A student and a senior moved in together. Here’s what happened
Who: Megan Parker, 19, an animation student at OCAD University; Ann Langer, 77, a retired interior designer, with her nine-year-old Scottish terrier, Hazel.
The story: In 2019, Ann moved from a two-bedroom apartment in Rosedale to a three-bedroom townhouse near York Mills, wanting a bit more square footage and knowing it would be easier to walk her dog, Hazel, without going down an elevator and through a lobby.
At the new place, the rent was $3,200 a month, much too high for Ann, so she decided to find a tenant to help offset the cost. Shortly after moving in, Ann heard about Canada Home Share, a non-profit that matches students looking for affordable housing with seniors in need of assistance.
As part of the arrangement, students provide up to seven hours a week of help, with everything from grocery shopping to lawn removal, in exchange for a rent reduction.
Ann thought it would be nice to have help walking Hazel, especially during the winter months when the sidewalks were icy. Another bonus: Ann could have someone around the house as she got older, in case of a medical emergency.
In the spring of 2021, Ann connected with Megan, an OCAD University student entering her second year studying animation. (Megan studied from home during her first year because of the pandemic.) The two got along immediately.
Ann, who has a background in design and is still connected to the art community in Toronto, loved that Megan was studying at OCAD University.

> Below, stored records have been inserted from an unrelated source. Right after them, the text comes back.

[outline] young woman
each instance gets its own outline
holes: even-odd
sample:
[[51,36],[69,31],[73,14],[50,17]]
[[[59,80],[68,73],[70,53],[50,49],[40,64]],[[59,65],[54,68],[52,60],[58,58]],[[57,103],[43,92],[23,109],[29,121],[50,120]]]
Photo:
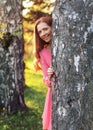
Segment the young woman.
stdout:
[[48,86],[44,111],[42,115],[43,130],[52,130],[52,88],[51,77],[51,38],[52,38],[52,18],[44,16],[35,23],[35,57],[36,69],[42,69],[44,83]]

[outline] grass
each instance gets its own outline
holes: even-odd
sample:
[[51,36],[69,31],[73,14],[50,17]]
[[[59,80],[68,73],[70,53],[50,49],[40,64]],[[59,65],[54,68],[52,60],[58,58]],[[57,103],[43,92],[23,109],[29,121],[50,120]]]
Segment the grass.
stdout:
[[32,60],[26,62],[25,103],[29,111],[0,117],[0,130],[42,130],[42,112],[47,87],[42,81],[42,73],[33,70]]

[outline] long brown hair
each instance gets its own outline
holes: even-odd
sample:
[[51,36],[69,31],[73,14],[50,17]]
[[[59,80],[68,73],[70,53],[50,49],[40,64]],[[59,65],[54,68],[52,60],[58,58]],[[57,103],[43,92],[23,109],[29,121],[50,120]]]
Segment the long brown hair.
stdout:
[[50,15],[47,15],[47,16],[43,16],[41,18],[39,18],[36,22],[35,22],[35,28],[34,28],[34,40],[35,40],[35,43],[34,43],[34,54],[35,54],[35,63],[34,63],[34,67],[36,70],[39,70],[40,69],[40,65],[39,65],[39,59],[40,59],[40,55],[39,55],[39,52],[44,48],[44,45],[46,44],[45,41],[43,41],[40,37],[39,37],[39,34],[38,34],[38,31],[37,31],[37,25],[40,23],[40,22],[45,22],[47,23],[49,26],[52,27],[52,17]]

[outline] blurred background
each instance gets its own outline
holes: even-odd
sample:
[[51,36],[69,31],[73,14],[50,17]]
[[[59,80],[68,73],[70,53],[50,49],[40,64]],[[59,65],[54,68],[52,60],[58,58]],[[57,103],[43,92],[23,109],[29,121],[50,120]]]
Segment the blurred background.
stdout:
[[44,14],[51,14],[55,0],[23,0],[23,35],[24,35],[24,59],[33,56],[33,33],[36,19]]
[[[24,100],[28,107],[28,111],[26,112],[18,111],[17,114],[11,114],[11,116],[7,116],[7,115],[5,116],[3,112],[1,112],[0,130],[15,130],[15,129],[16,130],[41,130],[42,129],[42,112],[43,112],[47,87],[43,83],[42,72],[39,71],[36,73],[33,70],[34,23],[42,15],[46,15],[46,14],[51,15],[54,6],[55,6],[55,0],[23,0],[23,1],[22,0],[0,0],[0,43],[1,43],[0,60],[3,63],[2,65],[0,64],[1,65],[0,67],[2,67],[0,68],[1,70],[0,84],[5,83],[6,86],[5,89],[5,87],[3,87],[4,85],[2,85],[2,87],[0,88],[0,94],[6,97],[6,99],[9,99],[9,100],[5,100],[6,102],[10,102],[11,101],[10,99],[12,98],[10,98],[9,93],[11,94],[11,90],[13,90],[13,92],[14,90],[16,90],[13,89],[13,86],[11,84],[11,81],[14,82],[15,80],[6,80],[9,78],[4,78],[4,76],[2,75],[2,73],[4,73],[6,77],[9,77],[9,75],[11,77],[15,77],[12,76],[10,73],[8,73],[8,72],[11,73],[15,72],[13,66],[14,64],[12,66],[11,64],[10,66],[8,65],[9,61],[10,61],[9,63],[12,63],[14,61],[12,58],[14,56],[13,55],[14,53],[12,53],[11,54],[12,56],[10,56],[9,51],[7,51],[8,47],[7,50],[4,51],[2,49],[3,45],[7,45],[7,39],[9,40],[9,45],[10,45],[9,37],[7,36],[6,39],[4,39],[3,37],[4,33],[9,31],[10,33],[13,34],[13,36],[15,37],[17,36],[16,38],[18,38],[18,42],[16,44],[16,52],[20,52],[18,51],[18,49],[21,50],[21,52],[18,53],[19,55],[15,56],[18,61],[16,62],[18,68],[17,71],[18,74],[16,73],[16,76],[19,76],[19,72],[21,72],[20,75],[24,74],[23,79],[21,81],[25,85]],[[21,11],[22,11],[22,17],[21,17]],[[24,43],[24,45],[21,43]],[[7,55],[9,56],[6,62]],[[11,60],[9,60],[10,58]],[[22,60],[20,63],[23,63],[23,60],[25,62],[24,71],[21,64],[19,64],[20,60]],[[6,69],[7,67],[10,68]],[[5,70],[9,70],[9,69],[10,71],[7,71],[6,73]],[[13,75],[14,74],[15,73],[13,73]],[[8,81],[10,84],[8,84]],[[19,82],[19,77],[18,77],[18,82]],[[8,92],[6,92],[5,90],[7,90]],[[9,95],[8,98],[7,95]],[[15,106],[15,102],[13,103]]]

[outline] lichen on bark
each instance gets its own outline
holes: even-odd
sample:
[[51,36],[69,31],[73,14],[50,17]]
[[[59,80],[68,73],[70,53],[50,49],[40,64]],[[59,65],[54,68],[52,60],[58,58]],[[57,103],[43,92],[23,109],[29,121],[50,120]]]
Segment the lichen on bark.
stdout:
[[53,130],[92,130],[92,10],[92,0],[59,0],[55,5]]

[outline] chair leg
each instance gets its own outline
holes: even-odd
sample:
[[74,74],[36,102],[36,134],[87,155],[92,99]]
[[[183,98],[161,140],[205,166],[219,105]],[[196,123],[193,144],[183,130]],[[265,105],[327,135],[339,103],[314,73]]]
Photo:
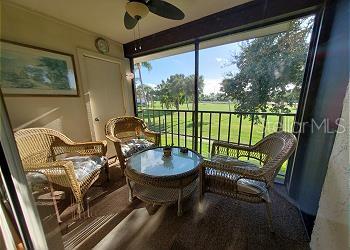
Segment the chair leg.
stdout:
[[107,182],[109,182],[110,176],[109,176],[109,166],[108,166],[108,163],[106,163],[106,165],[105,165],[105,174],[106,174]]
[[61,216],[60,216],[60,212],[58,211],[57,201],[56,201],[55,192],[54,192],[52,183],[50,182],[49,185],[50,185],[50,193],[51,193],[51,198],[52,198],[53,206],[54,206],[54,208],[55,208],[55,213],[56,213],[57,221],[58,221],[58,223],[62,223]]
[[274,233],[273,225],[272,225],[272,209],[271,209],[271,202],[265,202],[265,206],[266,206],[267,220],[268,220],[268,223],[269,223],[270,232],[271,232],[271,233]]
[[90,218],[91,214],[90,214],[90,197],[85,197],[84,198],[84,202],[85,202],[85,206],[86,206],[86,213],[87,213],[87,217]]
[[124,170],[126,166],[125,166],[124,160],[119,160],[119,164],[120,164],[120,169],[122,170],[122,177],[125,177]]

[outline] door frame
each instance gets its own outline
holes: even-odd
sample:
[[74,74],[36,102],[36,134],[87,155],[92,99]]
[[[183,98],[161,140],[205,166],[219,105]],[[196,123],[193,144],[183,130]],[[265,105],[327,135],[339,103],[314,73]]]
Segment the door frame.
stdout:
[[89,127],[90,127],[90,134],[91,134],[92,140],[96,140],[96,132],[95,132],[95,128],[94,128],[94,118],[92,117],[92,112],[91,112],[92,109],[91,109],[91,98],[90,98],[90,94],[89,94],[89,83],[88,83],[89,80],[88,80],[86,65],[84,62],[84,57],[89,57],[89,58],[93,58],[93,59],[97,59],[97,60],[106,61],[106,62],[115,63],[115,64],[120,65],[120,71],[121,71],[120,80],[121,80],[121,88],[122,88],[121,94],[122,94],[122,99],[123,99],[123,104],[124,104],[124,107],[123,107],[124,115],[127,113],[127,106],[126,106],[126,100],[125,100],[125,96],[127,96],[127,94],[125,93],[125,90],[127,88],[125,86],[126,85],[126,79],[124,76],[125,74],[123,74],[123,72],[126,72],[125,64],[124,64],[123,59],[111,57],[111,56],[107,56],[107,55],[102,55],[102,54],[99,54],[97,52],[82,49],[82,48],[77,48],[77,54],[78,54],[78,67],[80,69],[80,74],[81,74],[81,79],[82,79],[82,96],[84,98],[85,106],[86,106],[86,110],[87,110],[88,122],[89,122]]
[[[8,195],[21,240],[26,249],[48,249],[45,232],[27,183],[1,90],[0,111],[0,178]],[[6,223],[1,218],[0,221],[1,226]],[[11,241],[10,235],[3,236],[5,242]],[[57,242],[57,249],[61,249],[59,244]]]

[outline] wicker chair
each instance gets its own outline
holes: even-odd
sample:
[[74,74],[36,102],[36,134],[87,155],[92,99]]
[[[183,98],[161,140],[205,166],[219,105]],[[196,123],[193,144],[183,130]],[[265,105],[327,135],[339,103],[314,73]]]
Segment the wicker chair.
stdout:
[[[98,156],[102,159],[106,155],[107,142],[76,143],[65,135],[47,128],[18,130],[15,133],[15,139],[24,171],[44,174],[50,183],[52,194],[52,183],[70,188],[78,205],[77,211],[80,217],[84,210],[84,195],[100,176],[101,168],[89,172],[79,180],[73,162],[65,160],[64,156],[76,154],[79,156]],[[60,159],[61,157],[62,159]],[[101,164],[104,165],[108,179],[108,162],[105,160]],[[57,219],[60,221],[54,195],[53,201]]]
[[[269,190],[296,145],[295,136],[287,132],[270,134],[254,146],[213,142],[211,161],[204,161],[200,166],[200,198],[211,192],[246,202],[265,203],[273,232]],[[254,159],[258,164],[239,160],[242,157]]]
[[[146,147],[160,145],[160,133],[149,130],[143,120],[133,116],[110,119],[106,124],[105,133],[107,139],[114,143],[123,174],[126,159],[131,154]],[[132,144],[135,139],[146,141],[147,144],[134,147],[132,150],[125,150],[125,146]]]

And Megan loved dogs, so Ann felt comfortable letting her take care of Hazel. In the summer of 2021, Megan officially moved in.
Megan has a furnished bedroom on the top floor, plus a bathroom and living room in the basement, where she can do her schoolwork. It takes her about 30 minutes to commute downtown to OCAD University—taking a bus to York Mills station, then riding the subway downtown.
Ann and Megan have enjoyed living together so far. The two maintain their own separate routines. Ann usually gets up at 7 a.m. to take Hazel out for a walk. After that, she plays in an online bridge club, meets up with friends in the city, or watches TV in the living room, before going to bed around 10 p.m.
Megan, on the other hand, is a night owl. She might stay up until 6 a.m. finishing a school project, but she’s able to do it without bothering Ann, who is usually upstairs sleeping. And Megan is a heavy sleeper, so she doesn’t get woken up by Ann in the morning.
Here’s the deal: Megan pays Ann $600 a month in rent, and she takes Hazel out for 10 minutes a day in the evenings. About once a month, when Ann hosts a friend or two for dinner, Megan helps with preparing food and cleaning up after the meal.
Megan thinks it’s a great arrangement, especially since she was seeing comparable rooms in shared homes with eight roommates being rented for roughly $800 a month, and a private one-bedroom would cost nearly $2,000.
There are other benefits beyond the rent-companionship arrangement. Megan has been able to help Ann with her technology, like figuring out how to join a Zoom meeting and saving her Covid vaccine certificate on her phone.
Meanwhile, Ann has taken Megan to a friend’s art show in Yorkville. And when Megan told Ann she was looking for a part-time job in the neighbourhood, Ann connected her with her nephew, who is a manager at a pub nearby. He hired her as a hostess.
Even though Ann could charge a higher rent if she were to find a tenant on her own, she feels reassured that Canada Home Share vets its students. Their current lease agreement ends in May 2022, at which point they plan to extend it by a few months while Megan takes summer school courses.